Component	Responsibility
Snowflake	State, memory, audit, governance, system of record
Cortex	Model inference (via Adapter)
Runtime	Execution, retries, orchestration, stateless logic

3️⃣ Cortex Calls & Abstraction

🎯 Goal

We want Cortex today, other models tomorrow. No agent logic should be tied to a single model.

🧩 Cortex Adapter Pattern

Interface (Conceptual)

class LLMProvider:
    def generate(self, prompt: str, config: dict) -> LLMResult:
        ...

Cortex Implementation

class CortexProvider(LLMProvider):
    def generate(self, prompt: str, config: dict) -> LLMResult:
        # call SNOWFLAKE.CORTEX.COMPLETE(...)
        # standardized metrics logging
        return LLMResult(
            text="...",
            tokens=123,
            latency_ms=456
        )

🔐 Governance Advantage

All calls go through a single adapter.
Tokens, cost, and latency are logged centrally.
Results are persisted to Snowflake.
Result: Centralized control, easy cost guardrails, enterprise observability.

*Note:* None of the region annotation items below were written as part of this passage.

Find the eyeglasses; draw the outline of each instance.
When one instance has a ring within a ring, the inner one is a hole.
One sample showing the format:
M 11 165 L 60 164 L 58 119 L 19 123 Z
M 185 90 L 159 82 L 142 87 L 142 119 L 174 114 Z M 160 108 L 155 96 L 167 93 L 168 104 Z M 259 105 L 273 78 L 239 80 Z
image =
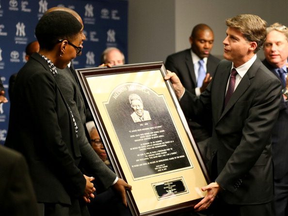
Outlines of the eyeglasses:
M 94 144 L 96 146 L 99 146 L 101 144 L 103 144 L 102 140 L 99 140 L 99 139 L 94 139 L 93 140 L 91 140 L 91 143 Z
M 58 42 L 61 43 L 63 41 L 64 41 L 64 40 L 63 40 L 63 39 L 58 40 Z M 76 49 L 76 56 L 78 56 L 78 55 L 79 55 L 79 54 L 82 51 L 82 47 L 81 46 L 77 46 L 75 45 L 74 44 L 73 44 L 72 43 L 71 43 L 67 40 L 66 41 L 68 42 L 68 44 L 71 45 L 73 47 L 74 47 L 75 49 Z

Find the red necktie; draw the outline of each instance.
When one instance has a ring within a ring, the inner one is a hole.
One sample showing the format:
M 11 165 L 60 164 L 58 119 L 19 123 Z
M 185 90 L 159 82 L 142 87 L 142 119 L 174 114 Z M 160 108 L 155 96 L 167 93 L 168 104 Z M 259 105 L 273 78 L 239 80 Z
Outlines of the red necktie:
M 237 74 L 237 71 L 235 68 L 232 69 L 231 71 L 231 75 L 229 80 L 229 85 L 226 92 L 226 96 L 225 96 L 225 106 L 228 103 L 228 101 L 230 100 L 231 96 L 234 92 L 234 87 L 235 87 L 235 81 L 236 80 L 236 75 Z

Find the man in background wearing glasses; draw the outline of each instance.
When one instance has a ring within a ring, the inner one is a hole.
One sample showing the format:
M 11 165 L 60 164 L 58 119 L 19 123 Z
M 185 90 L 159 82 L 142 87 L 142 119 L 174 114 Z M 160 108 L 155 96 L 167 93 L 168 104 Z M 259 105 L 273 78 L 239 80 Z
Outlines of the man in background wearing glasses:
M 274 210 L 276 216 L 288 213 L 288 108 L 287 58 L 288 29 L 278 23 L 267 29 L 263 63 L 282 84 L 283 98 L 276 124 L 272 131 L 272 155 L 274 162 Z
M 69 8 L 55 7 L 49 9 L 46 13 L 48 13 L 54 11 L 64 11 L 73 15 L 82 26 L 81 29 L 82 42 L 80 44 L 73 44 L 68 41 L 68 44 L 72 46 L 76 50 L 76 54 L 80 56 L 81 54 L 82 43 L 86 40 L 86 36 L 83 33 L 83 26 L 82 19 L 75 11 Z M 59 42 L 66 40 L 65 38 L 62 38 Z M 64 55 L 64 54 L 61 55 Z M 70 62 L 64 69 L 57 68 L 58 72 L 55 79 L 71 111 L 73 114 L 75 122 L 78 127 L 77 141 L 79 144 L 79 147 L 81 156 L 82 157 L 80 166 L 80 169 L 89 169 L 91 173 L 94 176 L 96 175 L 98 179 L 103 184 L 104 187 L 113 187 L 117 191 L 117 194 L 122 198 L 122 201 L 127 206 L 127 203 L 125 198 L 125 189 L 128 189 L 131 186 L 128 185 L 125 181 L 118 178 L 116 174 L 110 170 L 94 152 L 86 138 L 85 132 L 88 133 L 86 128 L 86 106 L 85 98 L 83 98 L 80 88 L 80 84 L 76 76 L 75 69 L 72 62 Z M 89 135 L 88 135 L 89 136 Z M 81 202 L 81 203 L 83 204 Z M 82 211 L 82 215 L 87 213 L 85 204 L 80 206 Z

❌ Executing uncontrolled Python loops in Snowflake.
❌ Turning Snowflake into an app server.

4️⃣ High-Scale Distributed Execution

The runtime is designed for high throughput using a parallel worker model.

⚡ Parallel Worker Pool

Uses ThreadPoolExecutor (configurable max_workers) to process multiple agents simultaneously.
Main thread handles Batch Polling (LIMIT N), reducing database round-trips.
Worker threads execute agent logic independently.

🛡️ Concurrency Safety

Atomic-ish Claiming: The runtime performs an UPDATE on pending rows to lock them before processing, preventing race conditions between multiple runtime instances.
Graceful Shutdown: Handles SIGINT (Ctrl+C) to finish active jobs before stopping, ensuring no run is left in an undefined state.

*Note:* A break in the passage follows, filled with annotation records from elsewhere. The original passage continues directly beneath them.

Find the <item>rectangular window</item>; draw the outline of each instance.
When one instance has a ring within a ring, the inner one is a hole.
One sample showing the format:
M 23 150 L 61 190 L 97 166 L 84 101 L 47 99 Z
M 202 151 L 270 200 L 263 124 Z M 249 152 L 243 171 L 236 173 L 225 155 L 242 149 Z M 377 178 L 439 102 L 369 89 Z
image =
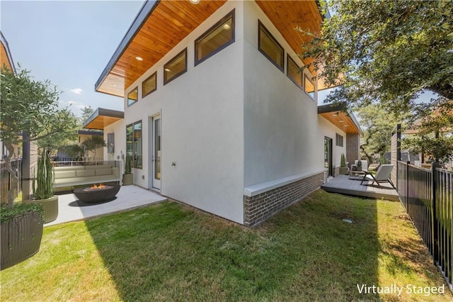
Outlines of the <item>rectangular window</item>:
M 300 70 L 300 67 L 297 65 L 297 64 L 294 62 L 294 60 L 289 57 L 289 55 L 287 55 L 288 62 L 287 62 L 287 75 L 292 82 L 294 82 L 296 85 L 302 88 L 302 72 Z
M 335 133 L 335 145 L 343 147 L 343 135 L 340 135 L 338 133 Z
M 187 72 L 187 48 L 164 65 L 164 84 Z
M 142 121 L 126 126 L 126 152 L 132 159 L 132 167 L 142 169 Z
M 142 97 L 144 98 L 148 94 L 154 92 L 157 89 L 157 72 L 154 72 L 148 79 L 142 83 Z
M 135 87 L 134 90 L 127 94 L 127 106 L 135 104 L 139 96 L 139 87 Z
M 282 45 L 264 27 L 261 21 L 258 21 L 258 49 L 268 59 L 270 60 L 279 69 L 283 71 L 283 58 L 285 50 Z
M 314 85 L 313 84 L 313 82 L 310 80 L 310 79 L 309 79 L 309 77 L 306 74 L 304 75 L 304 78 L 305 79 L 305 92 L 306 92 L 306 94 L 310 96 L 311 99 L 314 99 Z
M 234 10 L 195 40 L 195 66 L 234 42 Z

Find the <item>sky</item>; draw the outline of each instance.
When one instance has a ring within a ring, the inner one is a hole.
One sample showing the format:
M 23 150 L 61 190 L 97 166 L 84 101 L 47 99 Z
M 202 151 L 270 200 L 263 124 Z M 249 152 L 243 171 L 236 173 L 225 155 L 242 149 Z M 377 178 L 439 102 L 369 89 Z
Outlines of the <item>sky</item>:
M 94 84 L 144 1 L 1 0 L 0 28 L 16 68 L 56 85 L 62 107 L 77 116 L 84 106 L 122 111 L 122 98 L 96 92 Z M 319 93 L 319 104 L 328 93 Z
M 60 106 L 77 116 L 91 106 L 124 110 L 123 99 L 94 84 L 144 1 L 4 1 L 0 29 L 18 69 L 49 79 Z

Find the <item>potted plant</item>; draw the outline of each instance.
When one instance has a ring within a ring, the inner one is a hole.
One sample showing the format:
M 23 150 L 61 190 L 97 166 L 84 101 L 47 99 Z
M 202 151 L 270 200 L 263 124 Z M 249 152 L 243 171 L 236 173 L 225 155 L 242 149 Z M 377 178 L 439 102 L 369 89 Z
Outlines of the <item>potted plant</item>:
M 340 174 L 343 175 L 348 174 L 348 167 L 346 167 L 346 157 L 344 153 L 341 153 L 341 160 L 340 161 Z
M 128 152 L 126 152 L 126 159 L 125 160 L 125 173 L 122 174 L 122 185 L 128 186 L 132 184 L 134 181 L 134 174 L 131 170 L 132 165 L 132 159 Z
M 40 250 L 44 210 L 35 203 L 15 203 L 1 207 L 0 269 L 30 258 Z
M 38 173 L 35 175 L 33 169 L 33 198 L 30 202 L 44 207 L 44 223 L 47 223 L 58 216 L 58 196 L 54 195 L 50 155 L 45 148 L 40 155 L 38 159 Z
M 18 182 L 28 181 L 19 179 L 17 170 L 11 167 L 13 156 L 17 154 L 15 146 L 23 144 L 25 147 L 43 138 L 55 142 L 54 135 L 59 138 L 72 135 L 78 120 L 69 109 L 59 109 L 60 92 L 50 82 L 35 80 L 26 69 L 16 72 L 6 65 L 0 69 L 0 140 L 8 150 L 4 164 L 11 177 L 8 200 L 2 198 L 0 209 L 0 268 L 3 269 L 36 254 L 42 237 L 42 206 L 15 201 Z M 29 159 L 28 155 L 24 156 Z M 29 169 L 27 164 L 22 168 Z M 28 199 L 28 190 L 22 196 Z

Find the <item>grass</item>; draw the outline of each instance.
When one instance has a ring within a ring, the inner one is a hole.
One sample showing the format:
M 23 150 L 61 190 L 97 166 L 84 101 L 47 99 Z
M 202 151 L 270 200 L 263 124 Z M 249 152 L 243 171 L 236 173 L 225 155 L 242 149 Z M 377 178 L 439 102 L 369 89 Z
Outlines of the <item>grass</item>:
M 353 223 L 347 223 L 349 218 Z M 400 203 L 319 190 L 247 229 L 176 202 L 45 228 L 1 301 L 452 301 Z

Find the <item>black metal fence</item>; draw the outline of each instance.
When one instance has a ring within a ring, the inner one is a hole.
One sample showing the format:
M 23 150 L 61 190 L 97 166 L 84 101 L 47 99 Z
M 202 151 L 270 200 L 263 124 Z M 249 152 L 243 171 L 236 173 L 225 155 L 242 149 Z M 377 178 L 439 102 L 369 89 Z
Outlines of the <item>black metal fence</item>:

5️⃣ Security & Governance (Enterprise Grade)

Snowflake teams care deeply about who can do what. This runtime behaves like a native Snowflake object.

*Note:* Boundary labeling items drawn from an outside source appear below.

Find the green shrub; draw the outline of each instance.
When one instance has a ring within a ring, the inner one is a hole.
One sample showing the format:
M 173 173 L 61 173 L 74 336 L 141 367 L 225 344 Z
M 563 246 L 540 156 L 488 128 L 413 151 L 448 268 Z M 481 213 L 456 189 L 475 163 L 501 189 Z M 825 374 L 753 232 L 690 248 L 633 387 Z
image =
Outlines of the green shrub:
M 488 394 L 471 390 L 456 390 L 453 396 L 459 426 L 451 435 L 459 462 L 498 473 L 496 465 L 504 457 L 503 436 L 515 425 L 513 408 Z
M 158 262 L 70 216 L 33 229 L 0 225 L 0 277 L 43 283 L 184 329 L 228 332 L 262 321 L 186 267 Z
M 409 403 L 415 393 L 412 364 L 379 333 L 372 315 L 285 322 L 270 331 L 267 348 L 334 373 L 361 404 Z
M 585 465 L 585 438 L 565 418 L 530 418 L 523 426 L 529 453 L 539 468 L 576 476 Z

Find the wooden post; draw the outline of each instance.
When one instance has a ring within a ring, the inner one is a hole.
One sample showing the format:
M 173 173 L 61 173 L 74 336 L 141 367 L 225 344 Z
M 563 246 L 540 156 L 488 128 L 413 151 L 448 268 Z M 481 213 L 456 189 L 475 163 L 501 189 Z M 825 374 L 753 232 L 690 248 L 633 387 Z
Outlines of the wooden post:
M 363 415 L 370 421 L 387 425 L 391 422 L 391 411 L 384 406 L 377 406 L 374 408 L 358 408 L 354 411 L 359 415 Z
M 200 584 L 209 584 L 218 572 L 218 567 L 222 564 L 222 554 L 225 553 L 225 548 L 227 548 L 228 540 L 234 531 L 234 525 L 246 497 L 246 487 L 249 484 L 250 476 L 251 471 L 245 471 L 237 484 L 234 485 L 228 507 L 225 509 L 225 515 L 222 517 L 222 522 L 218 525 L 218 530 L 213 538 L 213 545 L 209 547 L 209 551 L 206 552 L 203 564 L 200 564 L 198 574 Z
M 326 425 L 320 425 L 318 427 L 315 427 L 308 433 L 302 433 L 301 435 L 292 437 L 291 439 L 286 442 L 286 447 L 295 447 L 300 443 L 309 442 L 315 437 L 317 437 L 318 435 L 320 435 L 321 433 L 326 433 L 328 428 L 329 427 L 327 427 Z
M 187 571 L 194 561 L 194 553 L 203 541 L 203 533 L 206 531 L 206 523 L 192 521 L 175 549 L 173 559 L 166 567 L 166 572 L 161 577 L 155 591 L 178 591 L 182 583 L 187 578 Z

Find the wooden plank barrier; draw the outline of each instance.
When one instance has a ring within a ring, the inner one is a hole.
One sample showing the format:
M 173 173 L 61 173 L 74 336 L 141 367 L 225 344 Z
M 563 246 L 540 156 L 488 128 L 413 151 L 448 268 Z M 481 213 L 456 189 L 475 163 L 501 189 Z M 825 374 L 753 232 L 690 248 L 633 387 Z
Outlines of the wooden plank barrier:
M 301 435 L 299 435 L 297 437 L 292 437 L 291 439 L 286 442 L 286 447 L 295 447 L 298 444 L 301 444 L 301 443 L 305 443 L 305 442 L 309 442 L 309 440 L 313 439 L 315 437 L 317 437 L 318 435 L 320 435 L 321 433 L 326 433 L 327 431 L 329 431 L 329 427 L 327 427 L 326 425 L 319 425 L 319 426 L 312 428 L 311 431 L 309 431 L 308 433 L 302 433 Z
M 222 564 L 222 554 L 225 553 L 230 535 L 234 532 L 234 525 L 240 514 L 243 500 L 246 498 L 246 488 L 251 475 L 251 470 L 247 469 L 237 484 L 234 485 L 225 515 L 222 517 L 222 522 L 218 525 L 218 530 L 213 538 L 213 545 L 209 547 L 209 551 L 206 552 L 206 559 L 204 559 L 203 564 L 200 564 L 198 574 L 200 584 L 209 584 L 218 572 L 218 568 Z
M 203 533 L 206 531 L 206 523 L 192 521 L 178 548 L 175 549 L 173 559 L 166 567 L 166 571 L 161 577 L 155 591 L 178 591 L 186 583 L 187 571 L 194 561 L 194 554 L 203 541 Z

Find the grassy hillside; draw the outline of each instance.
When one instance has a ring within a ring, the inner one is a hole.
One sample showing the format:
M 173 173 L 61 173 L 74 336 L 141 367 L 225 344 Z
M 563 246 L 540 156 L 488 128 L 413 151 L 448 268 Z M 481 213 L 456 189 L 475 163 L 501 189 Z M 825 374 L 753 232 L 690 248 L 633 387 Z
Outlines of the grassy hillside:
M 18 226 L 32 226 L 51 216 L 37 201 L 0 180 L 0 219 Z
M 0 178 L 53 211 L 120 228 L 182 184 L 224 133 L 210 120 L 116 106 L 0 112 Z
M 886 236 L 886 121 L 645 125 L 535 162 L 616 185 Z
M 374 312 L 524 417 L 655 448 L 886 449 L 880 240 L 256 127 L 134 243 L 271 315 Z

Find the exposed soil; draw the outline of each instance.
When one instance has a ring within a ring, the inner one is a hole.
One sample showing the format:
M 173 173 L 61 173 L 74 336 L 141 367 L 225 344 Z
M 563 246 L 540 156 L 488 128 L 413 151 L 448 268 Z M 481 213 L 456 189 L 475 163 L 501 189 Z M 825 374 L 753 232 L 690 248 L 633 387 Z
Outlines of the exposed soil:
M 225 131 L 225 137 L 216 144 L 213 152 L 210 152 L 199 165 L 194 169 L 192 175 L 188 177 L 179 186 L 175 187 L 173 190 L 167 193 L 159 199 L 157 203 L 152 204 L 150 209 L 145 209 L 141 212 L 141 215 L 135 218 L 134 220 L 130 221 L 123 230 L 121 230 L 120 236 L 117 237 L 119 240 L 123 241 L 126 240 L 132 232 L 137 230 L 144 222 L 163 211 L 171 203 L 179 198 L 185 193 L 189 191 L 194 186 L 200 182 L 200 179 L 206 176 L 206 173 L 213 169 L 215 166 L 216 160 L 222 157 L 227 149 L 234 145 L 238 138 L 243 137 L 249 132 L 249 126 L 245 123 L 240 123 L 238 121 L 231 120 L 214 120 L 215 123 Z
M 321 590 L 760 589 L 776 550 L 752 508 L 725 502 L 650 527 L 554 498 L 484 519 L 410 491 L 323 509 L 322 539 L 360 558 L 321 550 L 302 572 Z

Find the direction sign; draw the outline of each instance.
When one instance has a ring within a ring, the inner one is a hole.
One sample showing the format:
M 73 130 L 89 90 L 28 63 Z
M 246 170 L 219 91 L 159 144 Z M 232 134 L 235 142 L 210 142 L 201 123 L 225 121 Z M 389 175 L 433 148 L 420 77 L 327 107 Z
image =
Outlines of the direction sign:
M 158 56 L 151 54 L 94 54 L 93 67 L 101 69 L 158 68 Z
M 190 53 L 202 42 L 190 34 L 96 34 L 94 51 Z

🛡️ Role-Based Access Control (RBAC)

Role	Permissions
SYSADMIN / AGENT_ADMIN	Can creates, update, and delete entries in `AGENT_DEFINITIONS`.
ANALYST / USER	Can insert into `AGENT_RUNS` to trigger execution. Read-only on definitions.
RUNTIME_SERVICE	Needs `SELECT` on inputs and `INSERT` on results (`AGENT_RUNS`, `AGENT_STEPS`).

🔐 Secret Management

Do NOT store secrets in YAML definitions.
Use Snowflake Secrets Objects (CREATE SECRET ...) and reference them in the agent config.
The Runtime passes the secret reference to Cortex, keeping the value secure.

📜 Audit Trail

The AGENT_STEPS table is append-only. - Every tool call is logged. - Every model response is logged. - Every retry is logged. This provides a complete forensic audit trail for compliance.